Genome Research | 2013
Catherine A. Lozupone; Jesse Stombaugh; Antonio Gonzalez; Gail Ackermann; Doug Wendel; Yoshiki Vázquez-Baeza; Janet K. Jansson; Jeffrey I. Gordon; Rob Knight
Our body habitat-associated microbial communities are of intense research interest because of their influence on human health. Because many studies of the microbiota are based on the same bacterial 16S ribosomal RNA (rRNA) gene target, they can, in principle, be compared to determine the relative importance of different disease/physiologic/developmental states. However, differences in experimental protocols used may produce variation that outweighs biological differences. By comparing 16S rRNA gene sequences generated from diverse studies of the human microbiota using the QIIME database, we found that variation in composition of the microbiota across different body sites was consistently larger than technical variability across studies. However, samples from different studies of the Western adult fecal microbiota generally clustered by study, and the 16S rRNA target region, DNA extraction technique, and sequencing platform produced systematic biases in observed diversity that could obscure biologically meaningful compositional differences. In contrast, systematic compositional differences in the fecal microbiota that occurred with age and between Western and more agrarian cultures were great enough to outweigh technical variation.
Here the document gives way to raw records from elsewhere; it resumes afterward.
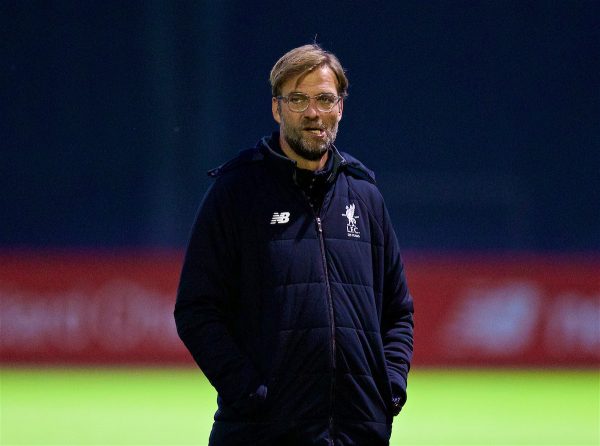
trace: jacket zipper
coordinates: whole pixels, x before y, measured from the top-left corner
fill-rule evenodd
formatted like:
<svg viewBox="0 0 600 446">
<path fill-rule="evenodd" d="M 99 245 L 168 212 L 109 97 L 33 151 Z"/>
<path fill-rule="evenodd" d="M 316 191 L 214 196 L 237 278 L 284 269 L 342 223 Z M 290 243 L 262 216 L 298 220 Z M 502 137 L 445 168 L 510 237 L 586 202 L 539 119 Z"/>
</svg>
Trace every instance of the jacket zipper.
<svg viewBox="0 0 600 446">
<path fill-rule="evenodd" d="M 323 270 L 325 274 L 325 287 L 327 289 L 327 304 L 329 306 L 329 321 L 331 328 L 331 368 L 332 368 L 332 376 L 331 376 L 331 387 L 330 387 L 330 397 L 331 397 L 331 405 L 329 409 L 329 439 L 330 443 L 333 444 L 333 406 L 335 401 L 335 375 L 336 375 L 336 366 L 335 366 L 335 320 L 333 315 L 333 297 L 331 295 L 331 285 L 329 283 L 329 271 L 327 269 L 327 257 L 325 256 L 325 240 L 323 237 L 323 227 L 321 226 L 321 218 L 315 216 L 317 222 L 317 232 L 319 234 L 319 245 L 321 247 L 321 260 L 323 261 Z"/>
</svg>

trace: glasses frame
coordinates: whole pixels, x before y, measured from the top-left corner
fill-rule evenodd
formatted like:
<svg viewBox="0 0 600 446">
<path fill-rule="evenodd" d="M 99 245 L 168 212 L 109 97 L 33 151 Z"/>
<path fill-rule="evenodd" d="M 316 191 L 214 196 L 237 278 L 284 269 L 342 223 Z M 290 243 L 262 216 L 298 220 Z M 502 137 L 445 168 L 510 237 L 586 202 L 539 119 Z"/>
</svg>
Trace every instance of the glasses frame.
<svg viewBox="0 0 600 446">
<path fill-rule="evenodd" d="M 302 95 L 302 96 L 304 96 L 304 97 L 308 98 L 308 102 L 306 103 L 306 107 L 304 107 L 302 110 L 292 110 L 292 108 L 290 107 L 290 96 L 291 96 L 291 95 L 295 95 L 295 94 L 297 94 L 297 95 Z M 318 102 L 316 102 L 316 99 L 317 99 L 318 97 L 320 97 L 320 96 L 323 96 L 323 95 L 332 95 L 332 96 L 335 96 L 335 97 L 336 97 L 336 100 L 335 100 L 335 102 L 333 103 L 333 105 L 331 106 L 331 108 L 330 108 L 329 110 L 322 110 L 321 108 L 319 108 L 319 103 L 318 103 Z M 313 100 L 313 99 L 315 99 L 315 103 L 316 103 L 316 106 L 317 106 L 317 110 L 319 110 L 319 111 L 320 111 L 320 112 L 322 112 L 322 113 L 330 113 L 330 112 L 331 112 L 331 111 L 332 111 L 332 110 L 335 108 L 335 106 L 336 106 L 336 105 L 338 105 L 338 104 L 340 103 L 340 101 L 343 99 L 343 96 L 334 95 L 333 93 L 319 93 L 319 94 L 317 94 L 317 95 L 314 95 L 314 96 L 309 96 L 309 95 L 307 95 L 307 94 L 304 94 L 304 93 L 292 92 L 292 93 L 290 93 L 290 94 L 289 94 L 289 95 L 287 95 L 287 96 L 275 96 L 275 98 L 276 98 L 277 100 L 279 100 L 279 101 L 283 101 L 283 102 L 285 102 L 285 103 L 287 104 L 287 106 L 288 106 L 288 109 L 289 109 L 289 110 L 290 110 L 292 113 L 304 113 L 304 112 L 305 112 L 305 111 L 308 109 L 308 107 L 309 107 L 309 105 L 310 105 L 310 101 L 311 101 L 311 100 Z"/>
</svg>

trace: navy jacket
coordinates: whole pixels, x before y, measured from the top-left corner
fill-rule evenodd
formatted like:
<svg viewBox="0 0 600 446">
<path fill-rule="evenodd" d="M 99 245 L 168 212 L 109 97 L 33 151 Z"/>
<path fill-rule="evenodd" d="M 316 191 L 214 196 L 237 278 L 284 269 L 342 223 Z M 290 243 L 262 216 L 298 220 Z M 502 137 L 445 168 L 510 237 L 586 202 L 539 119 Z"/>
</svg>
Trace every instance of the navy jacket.
<svg viewBox="0 0 600 446">
<path fill-rule="evenodd" d="M 210 172 L 175 306 L 218 392 L 211 445 L 388 444 L 413 303 L 372 172 L 333 149 L 321 209 L 269 146 Z"/>
</svg>

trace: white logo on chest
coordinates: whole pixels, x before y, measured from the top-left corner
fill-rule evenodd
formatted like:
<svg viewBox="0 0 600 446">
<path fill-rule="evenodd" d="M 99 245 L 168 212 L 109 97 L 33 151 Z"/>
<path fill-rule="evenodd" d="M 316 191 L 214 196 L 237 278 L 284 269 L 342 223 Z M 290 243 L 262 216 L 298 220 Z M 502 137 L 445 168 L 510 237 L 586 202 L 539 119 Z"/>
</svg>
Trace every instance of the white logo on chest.
<svg viewBox="0 0 600 446">
<path fill-rule="evenodd" d="M 289 212 L 273 212 L 273 217 L 271 217 L 272 225 L 282 225 L 290 221 L 290 213 Z"/>
<path fill-rule="evenodd" d="M 356 219 L 359 218 L 359 216 L 354 215 L 355 209 L 356 206 L 354 203 L 350 204 L 350 206 L 346 206 L 346 213 L 342 214 L 342 217 L 346 217 L 348 219 L 348 224 L 346 225 L 348 237 L 360 238 L 360 231 L 356 225 Z"/>
</svg>

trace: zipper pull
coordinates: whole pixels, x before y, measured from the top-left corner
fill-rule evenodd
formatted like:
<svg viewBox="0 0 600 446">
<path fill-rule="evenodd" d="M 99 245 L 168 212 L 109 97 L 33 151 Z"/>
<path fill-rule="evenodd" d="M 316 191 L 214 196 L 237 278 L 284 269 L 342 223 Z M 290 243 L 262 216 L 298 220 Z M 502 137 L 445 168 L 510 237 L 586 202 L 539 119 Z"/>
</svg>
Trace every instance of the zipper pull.
<svg viewBox="0 0 600 446">
<path fill-rule="evenodd" d="M 317 230 L 322 234 L 323 228 L 321 227 L 321 218 L 317 217 Z"/>
</svg>

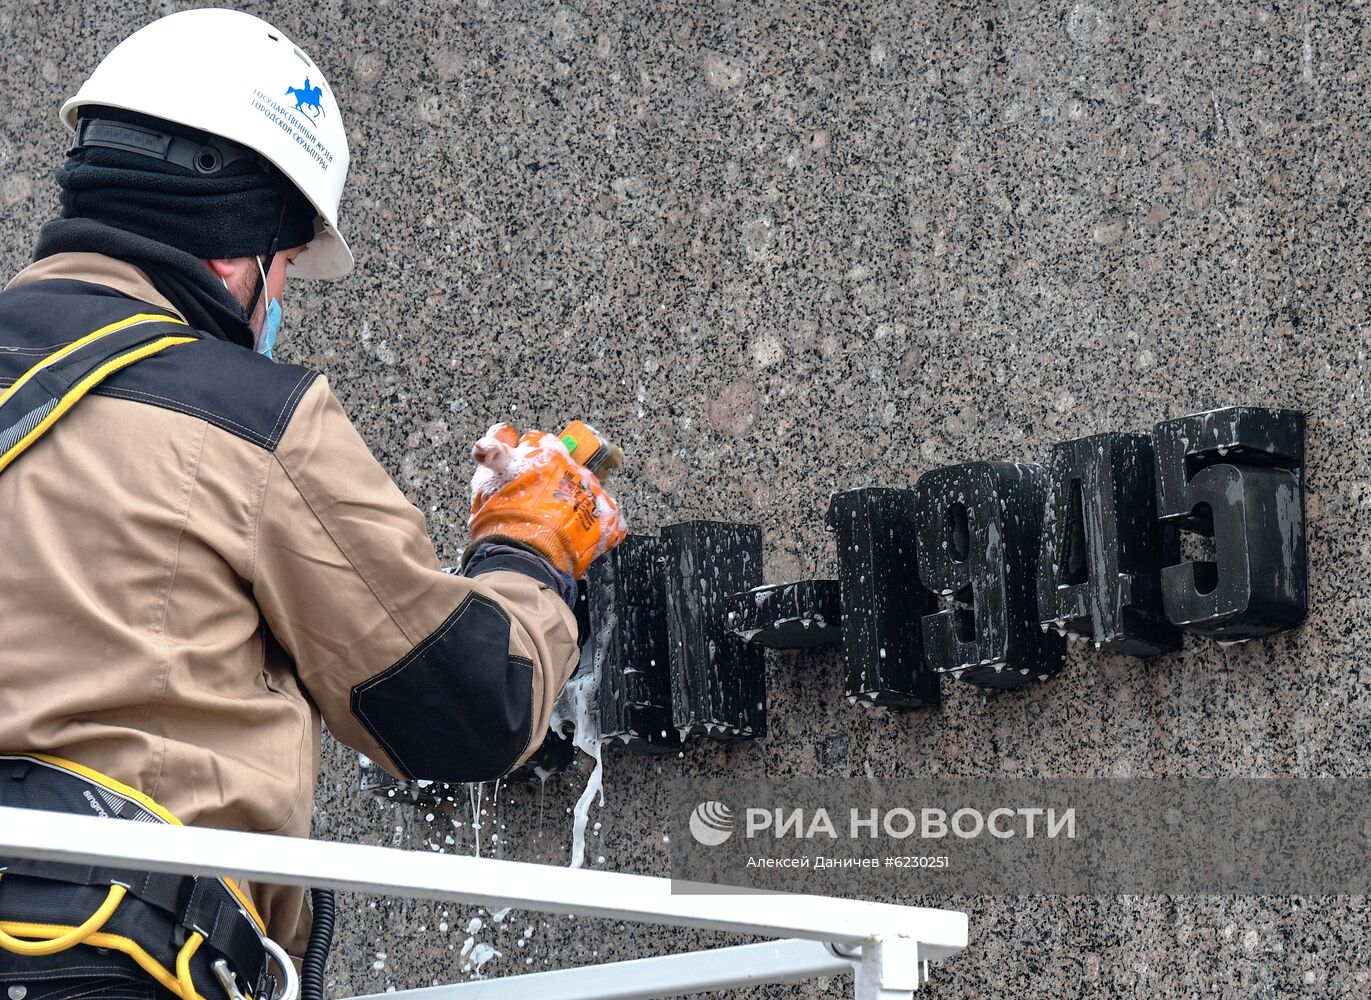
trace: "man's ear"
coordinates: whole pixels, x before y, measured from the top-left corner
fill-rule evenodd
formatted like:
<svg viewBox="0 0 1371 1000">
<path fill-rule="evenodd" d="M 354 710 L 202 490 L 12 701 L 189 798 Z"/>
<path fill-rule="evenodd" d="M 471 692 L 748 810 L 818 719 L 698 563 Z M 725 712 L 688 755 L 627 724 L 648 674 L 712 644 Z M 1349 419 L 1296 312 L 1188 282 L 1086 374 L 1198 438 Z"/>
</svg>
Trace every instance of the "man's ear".
<svg viewBox="0 0 1371 1000">
<path fill-rule="evenodd" d="M 237 270 L 237 268 L 234 267 L 232 260 L 224 260 L 220 258 L 201 259 L 204 260 L 205 266 L 214 272 L 215 277 L 222 278 L 224 281 L 227 281 L 229 278 L 232 278 L 234 271 Z"/>
</svg>

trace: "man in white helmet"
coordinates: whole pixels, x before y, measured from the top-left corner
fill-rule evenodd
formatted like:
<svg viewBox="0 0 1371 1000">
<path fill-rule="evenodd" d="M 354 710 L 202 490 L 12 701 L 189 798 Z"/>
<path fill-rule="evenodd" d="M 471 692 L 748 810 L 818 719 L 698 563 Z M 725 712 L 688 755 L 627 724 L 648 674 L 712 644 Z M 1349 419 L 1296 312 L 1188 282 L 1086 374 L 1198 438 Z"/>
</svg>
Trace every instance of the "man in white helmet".
<svg viewBox="0 0 1371 1000">
<path fill-rule="evenodd" d="M 0 293 L 0 804 L 308 835 L 321 716 L 400 777 L 517 767 L 623 520 L 555 438 L 496 428 L 445 573 L 325 380 L 270 360 L 287 277 L 352 266 L 323 72 L 188 11 L 62 114 L 62 217 Z M 0 870 L 7 1000 L 266 1000 L 269 939 L 308 939 L 298 889 Z"/>
</svg>

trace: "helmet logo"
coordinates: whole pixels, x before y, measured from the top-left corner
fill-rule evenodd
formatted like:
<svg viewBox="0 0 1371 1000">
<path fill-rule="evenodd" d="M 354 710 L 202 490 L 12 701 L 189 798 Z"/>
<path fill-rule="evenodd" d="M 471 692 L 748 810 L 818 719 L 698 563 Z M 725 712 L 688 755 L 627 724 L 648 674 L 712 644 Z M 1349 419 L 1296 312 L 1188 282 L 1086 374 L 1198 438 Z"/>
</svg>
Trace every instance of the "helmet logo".
<svg viewBox="0 0 1371 1000">
<path fill-rule="evenodd" d="M 303 87 L 287 87 L 286 96 L 295 98 L 296 111 L 308 111 L 314 118 L 318 118 L 324 113 L 324 106 L 320 99 L 324 96 L 323 87 L 311 87 L 309 77 L 305 77 Z"/>
</svg>

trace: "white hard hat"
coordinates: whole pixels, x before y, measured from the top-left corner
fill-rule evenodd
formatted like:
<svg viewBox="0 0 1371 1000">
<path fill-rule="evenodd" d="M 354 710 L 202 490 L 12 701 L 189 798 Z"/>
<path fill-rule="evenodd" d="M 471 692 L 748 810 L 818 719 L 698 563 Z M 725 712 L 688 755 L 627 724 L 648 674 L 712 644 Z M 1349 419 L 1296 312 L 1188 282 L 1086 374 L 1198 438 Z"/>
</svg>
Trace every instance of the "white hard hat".
<svg viewBox="0 0 1371 1000">
<path fill-rule="evenodd" d="M 153 21 L 101 60 L 62 105 L 62 120 L 74 129 L 89 104 L 176 122 L 260 153 L 319 216 L 290 274 L 340 278 L 352 270 L 352 251 L 338 231 L 348 172 L 338 102 L 319 67 L 266 21 L 222 9 Z"/>
</svg>

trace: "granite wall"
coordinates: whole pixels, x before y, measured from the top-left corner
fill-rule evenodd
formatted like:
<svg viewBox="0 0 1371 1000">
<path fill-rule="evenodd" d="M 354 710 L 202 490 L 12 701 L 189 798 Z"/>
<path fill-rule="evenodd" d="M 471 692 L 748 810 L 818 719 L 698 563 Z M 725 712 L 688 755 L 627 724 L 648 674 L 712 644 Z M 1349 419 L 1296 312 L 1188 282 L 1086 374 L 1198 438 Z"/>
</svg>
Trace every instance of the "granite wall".
<svg viewBox="0 0 1371 1000">
<path fill-rule="evenodd" d="M 0 7 L 7 272 L 54 210 L 58 103 L 177 6 Z M 1231 402 L 1308 414 L 1297 632 L 1150 663 L 1076 652 L 1026 692 L 948 683 L 913 714 L 847 705 L 833 652 L 769 654 L 765 741 L 608 753 L 596 866 L 666 870 L 673 773 L 1364 773 L 1364 3 L 248 8 L 328 71 L 354 156 L 358 268 L 292 286 L 280 353 L 328 375 L 447 560 L 469 443 L 501 418 L 591 419 L 629 455 L 635 527 L 758 523 L 782 580 L 832 575 L 839 489 Z M 353 755 L 326 759 L 318 835 L 474 850 L 467 802 L 429 818 L 359 797 Z M 584 780 L 486 787 L 482 853 L 565 863 Z M 971 919 L 932 996 L 1371 992 L 1362 896 L 922 901 Z M 492 975 L 723 940 L 344 908 L 336 995 L 468 978 L 480 945 Z"/>
</svg>

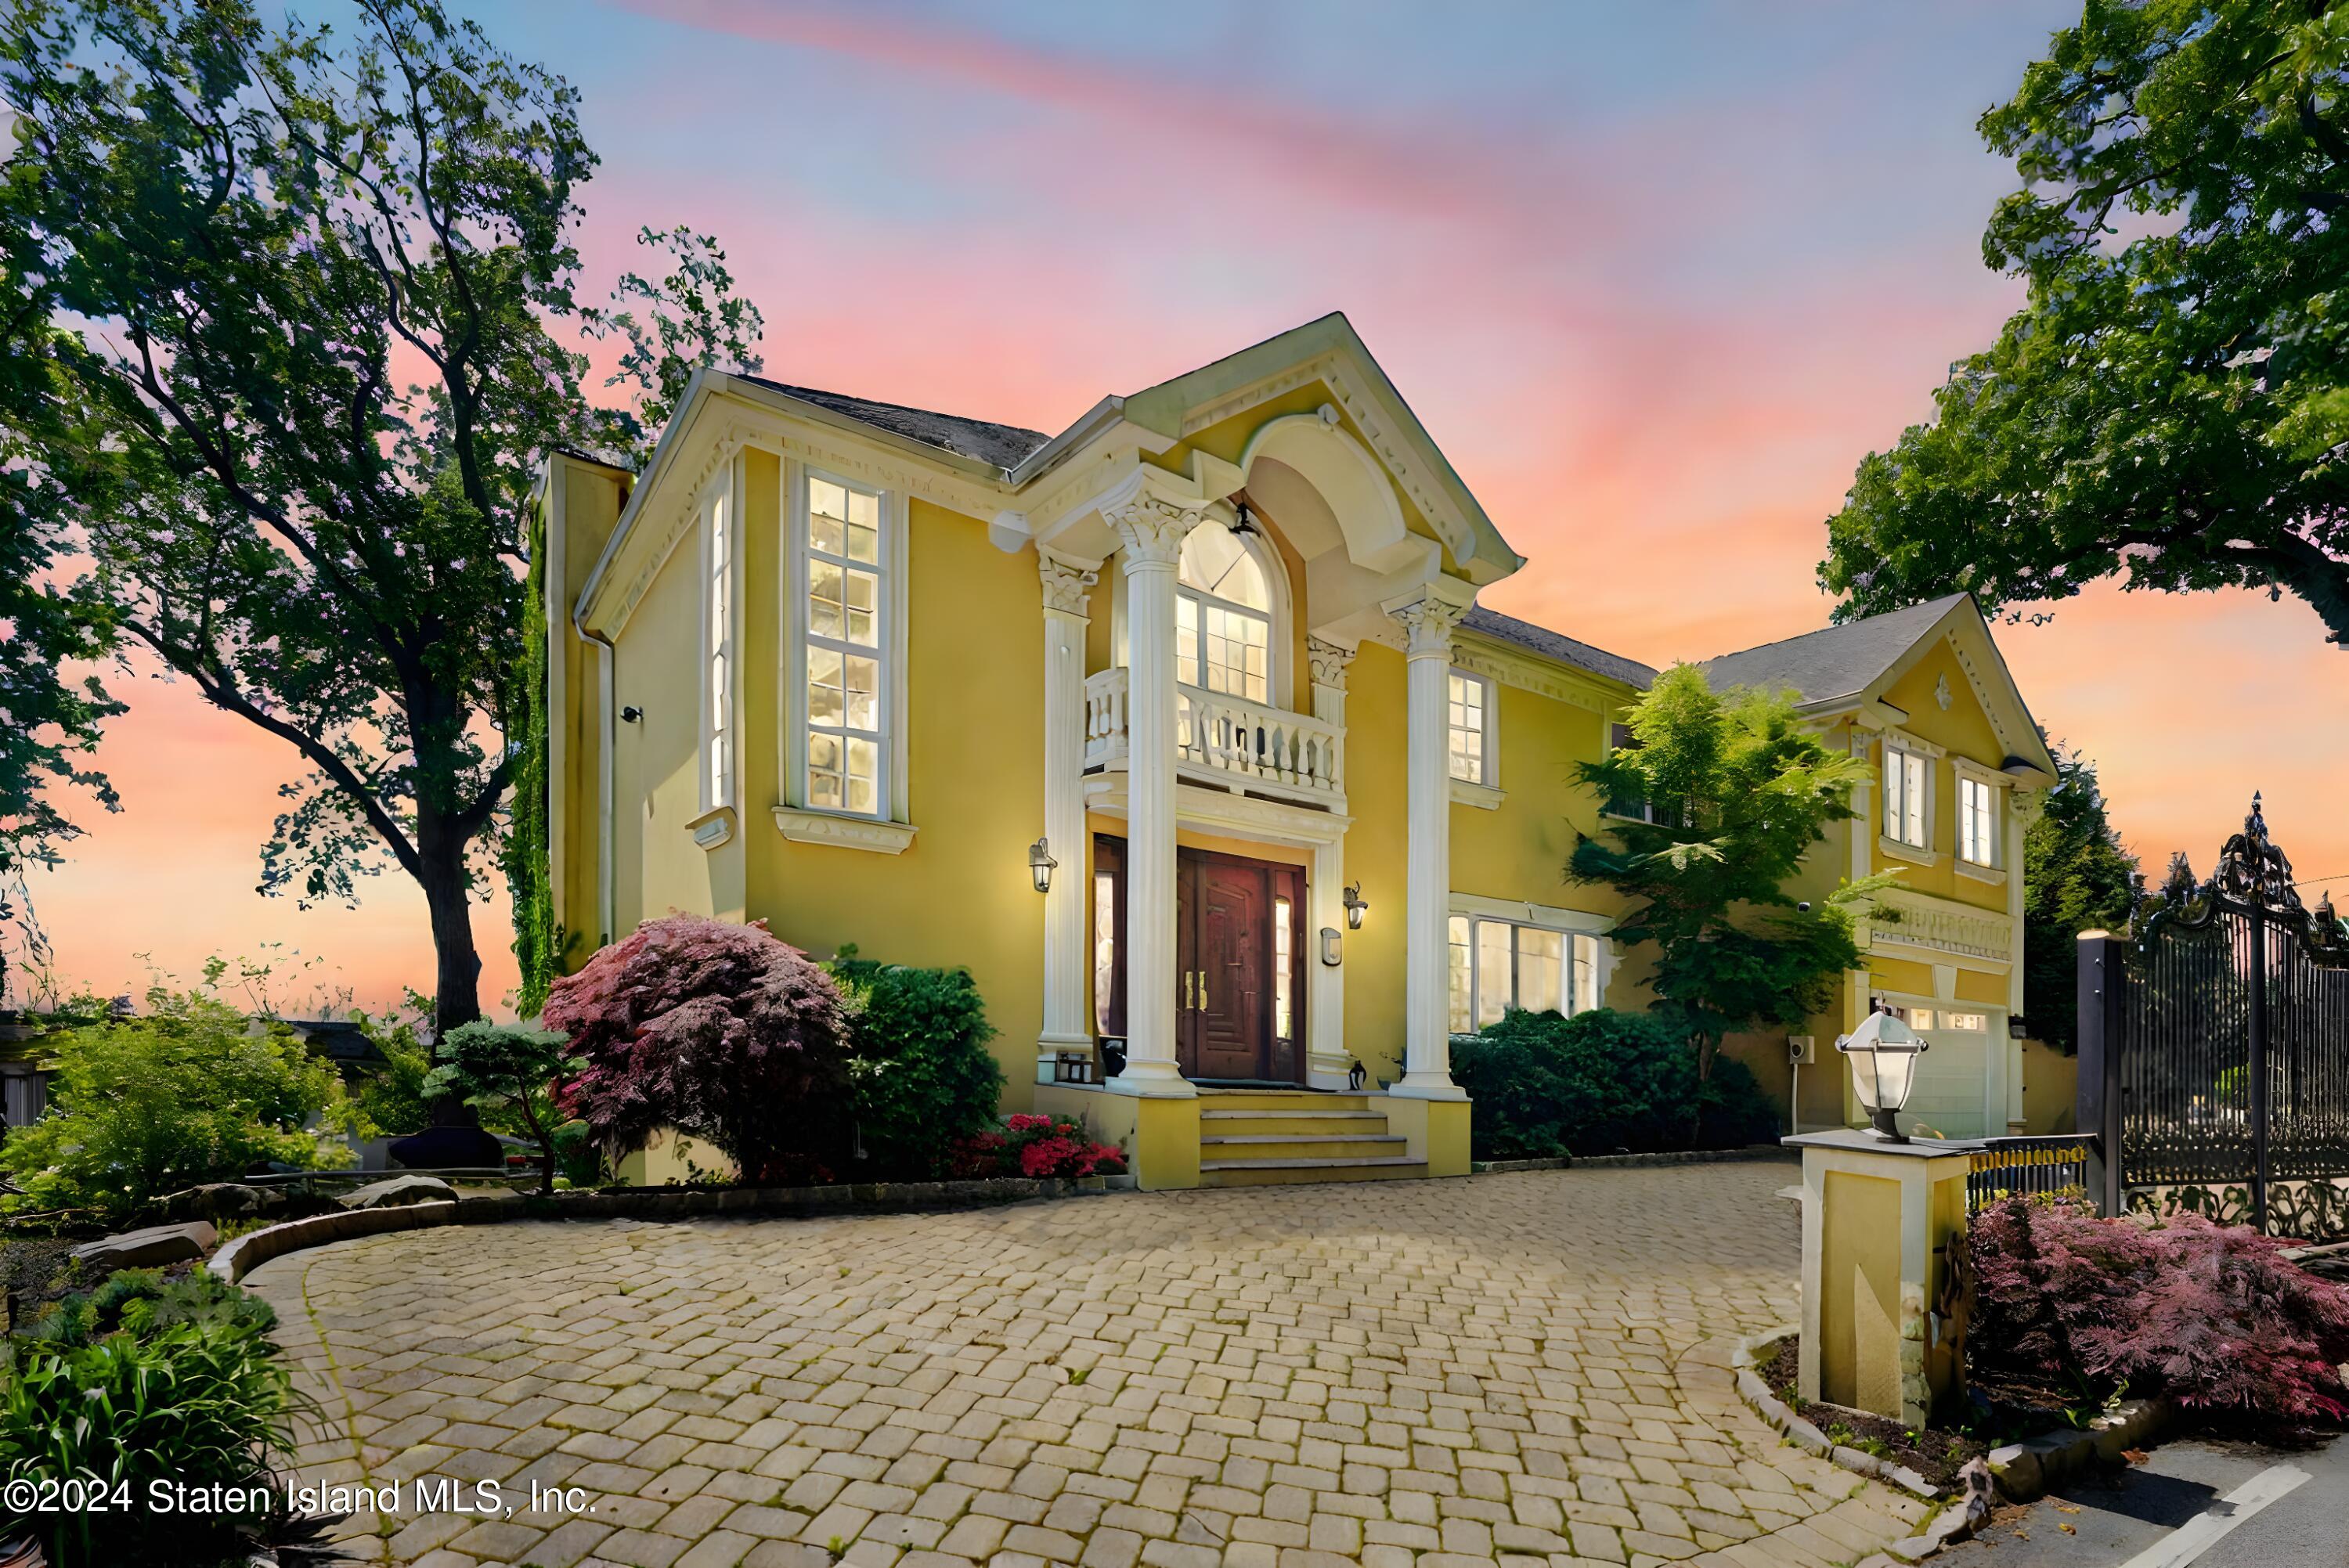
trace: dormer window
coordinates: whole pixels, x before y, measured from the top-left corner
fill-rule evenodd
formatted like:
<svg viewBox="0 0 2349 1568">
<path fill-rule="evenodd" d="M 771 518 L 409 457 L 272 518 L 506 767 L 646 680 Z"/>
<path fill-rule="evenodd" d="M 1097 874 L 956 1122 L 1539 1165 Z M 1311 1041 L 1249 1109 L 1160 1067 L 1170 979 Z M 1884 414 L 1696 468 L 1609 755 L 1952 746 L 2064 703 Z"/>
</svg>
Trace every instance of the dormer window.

Furthermore, individuals with ileal Crohns disease and in their third trimester of pregnancy often resembled infants from different studies more than controls from the same study, indicating parallel compositional attributes of these distinct developmental/physiological/disease states. Together, these results show that cross-study comparisons of human microbiota are valuable when the studied parameter has a large effect size, but studies of more subtle effects on the human microbiota require carefully selected control populations and standardized protocols.